Conversely, if you identify a downward trend, you would enter your trade slightly below the current market price. This positioning gives the asset room to decline further before potentially bouncing back. Your sell order (or limit order) would be placed below the current price, triggering your exit from the position when the price begins to rise. 

The underlying principle behind momentum trading is the “momentum effect.” This effect suggests that assets with high returns (or low returns) are likely to be followed by additional high returns (or low returns) in the future. Therefore, an asset’s momentum is an indicator of its acceleration in price. Positive momentum indicates that a stock is rising at a faster rate than usual, while negative momentum suggests that it is falling more rapidly than normal.

By leveraging momentum trading, traders aim to capture the potential profits associated with these price accelerations. They closely monitor the momentum of the asset and execute trades accordingly, seeking to ride the trend until signs of reversal or weakening momentum appear.

It’s important to note that momentum trading, like any investment strategy, carries risks. Trends can reverse suddenly, leading to potential losses. Risk management techniques, such as the use of stop-loss orders, are crucial to protect against adverse market movements and ensure controlled trading.


What are the key benefits of momentum trading?

Momentum trading in India offers several potential benefits. Firstly, it allows traders to take advantage of solid price trends and capture significant profit potential. Secondly, momentum trading can provide opportunities for quick trades and generate short-term gains. Additionally, it can be applied to various financial markets in India, including stocks, commodities, and currencies, offering diversification options.

Are there any risks associated with momentum trading?

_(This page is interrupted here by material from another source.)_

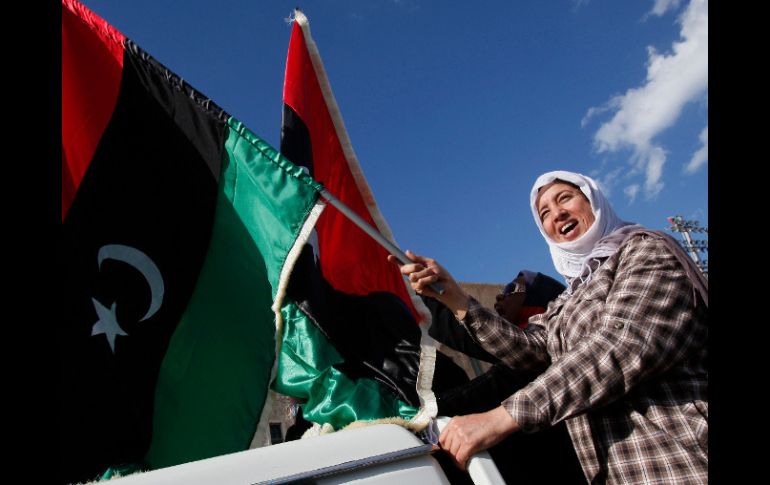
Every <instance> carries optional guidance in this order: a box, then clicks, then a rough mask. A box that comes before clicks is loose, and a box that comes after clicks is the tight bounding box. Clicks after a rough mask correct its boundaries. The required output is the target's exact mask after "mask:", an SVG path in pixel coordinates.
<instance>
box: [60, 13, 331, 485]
mask: <svg viewBox="0 0 770 485" xmlns="http://www.w3.org/2000/svg"><path fill="white" fill-rule="evenodd" d="M319 189H320V185H319V184H318V183H317V182H316V181H314V180H313V179H312V178H311V177H310V176H308V175H307V174H306V173H305V171H304V170H303V169H301V168H299V167H297V166H295V165H293V164H292V163H291V162H289V161H288V160H287V159H286V158H285V157H283V156H282V155H280V154H279V153H278V152H277V151H276V150H274V149H273V148H271V147H270V146H269V145H268V144H267V143H265V142H264V141H263V140H261V139H260V138H259V137H258V136H256V135H255V134H253V133H251V132H250V131H249V130H248V129H246V127H244V126H243V125H242V124H241V123H240V122H238V121H237V120H236V119H234V118H232V117H231V116H229V115H228V114H227V113H225V112H224V111H223V110H222V109H220V108H219V107H218V106H217V105H216V104H214V103H213V102H212V101H211V100H209V99H207V98H206V97H205V96H203V95H202V94H201V93H199V92H198V91H196V90H195V89H193V88H192V87H191V86H189V85H188V84H187V83H185V82H184V81H183V80H182V79H181V78H180V77H179V76H177V75H176V74H174V73H173V72H171V71H170V70H169V69H167V68H166V67H164V66H163V65H161V64H160V63H158V62H157V61H156V60H155V59H153V58H152V57H151V56H150V55H148V54H147V53H146V52H144V51H142V50H141V49H140V48H139V47H137V45H136V44H134V43H133V42H132V41H131V40H129V39H127V38H126V37H125V36H123V35H122V34H121V33H120V32H118V31H117V30H115V29H114V28H113V27H111V26H110V25H109V24H107V23H106V22H105V21H104V20H102V19H101V18H99V17H97V16H96V15H95V14H94V13H93V12H91V11H90V10H88V9H87V8H86V7H84V6H83V5H82V4H80V3H78V2H77V1H75V0H63V1H62V212H61V213H62V225H61V234H60V255H61V261H62V268H61V269H62V278H63V284H62V285H61V287H62V292H63V295H62V301H63V302H64V306H63V308H62V309H61V318H62V321H60V322H58V324H57V327H58V330H59V334H58V338H59V345H58V348H59V354H60V355H59V357H60V369H61V380H60V388H59V404H58V406H59V409H58V414H59V416H58V417H59V422H60V446H59V457H60V460H61V463H60V470H61V479H62V481H63V482H68V483H73V482H77V481H85V480H92V479H94V478H96V477H97V476H99V475H100V474H101V473H102V472H104V471H105V470H106V469H108V468H109V467H119V466H121V465H124V464H132V463H139V464H141V466H142V467H143V468H158V467H164V466H170V465H175V464H179V463H184V462H189V461H192V460H197V459H202V458H207V457H211V456H216V455H221V454H225V453H231V452H236V451H241V450H244V449H247V448H249V446H250V444H251V443H252V441H253V440H254V437H255V435H259V433H260V432H263V431H264V430H262V427H265V428H266V426H267V423H266V422H265V413H266V408H267V406H265V402H266V398H267V395H268V391H269V383H270V380H271V378H272V375H271V373H272V374H274V373H275V365H274V363H275V356H276V328H277V325H278V328H280V325H281V321H282V317H281V314H282V312H290V311H291V308H289V307H290V306H291V302H288V301H285V299H284V293H285V291H284V289H285V287H286V285H287V283H288V278H289V275H290V273H291V270H292V265H293V263H294V261H295V260H296V256H297V254H299V249H298V248H301V247H302V245H303V244H304V242H305V240H306V239H307V238H308V236H309V234H310V233H311V230H312V227H313V225H314V223H315V222H316V220H317V217H318V216H319V214H320V213H321V210H322V208H323V205H322V204H321V203H319V201H318V191H319ZM265 432H266V431H265Z"/></svg>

Yes, momentum trading carries inherent risks. One of the primary risks is the potential for sudden trend reversals, which can lead to losses if positions are not managed appropriately. There can be increased volatility during market fluctuations and trades executed based on momentum indicators may result in false signals.

What are some commonly used indicators for momentum trading in India?

Traders in India often use a variety of indicators to measure momentum in the markets. Some commonly used indicators include Relative Strength Index (RSI), Moving Average Convergence Divergence (MACD), Stochastic Oscillator, and Average Directional Index (ADX). These indicators help identify overbought or oversold conditions, confirm trends, and provide signals for potential entry or exit points.

Can momentum trading be applied to different timeframes in India?

Yes, momentum trading can be applied to different time frames depending on the trader’s preference and trading style. Short-term momentum trading focuses on quick price movements and may involve trades executed within minutes, hours, or days. On the other hand, longer-term momentum trading considers daily, weekly, or monthly charts to identify sustained trends and may involve holding positions for weeks to months.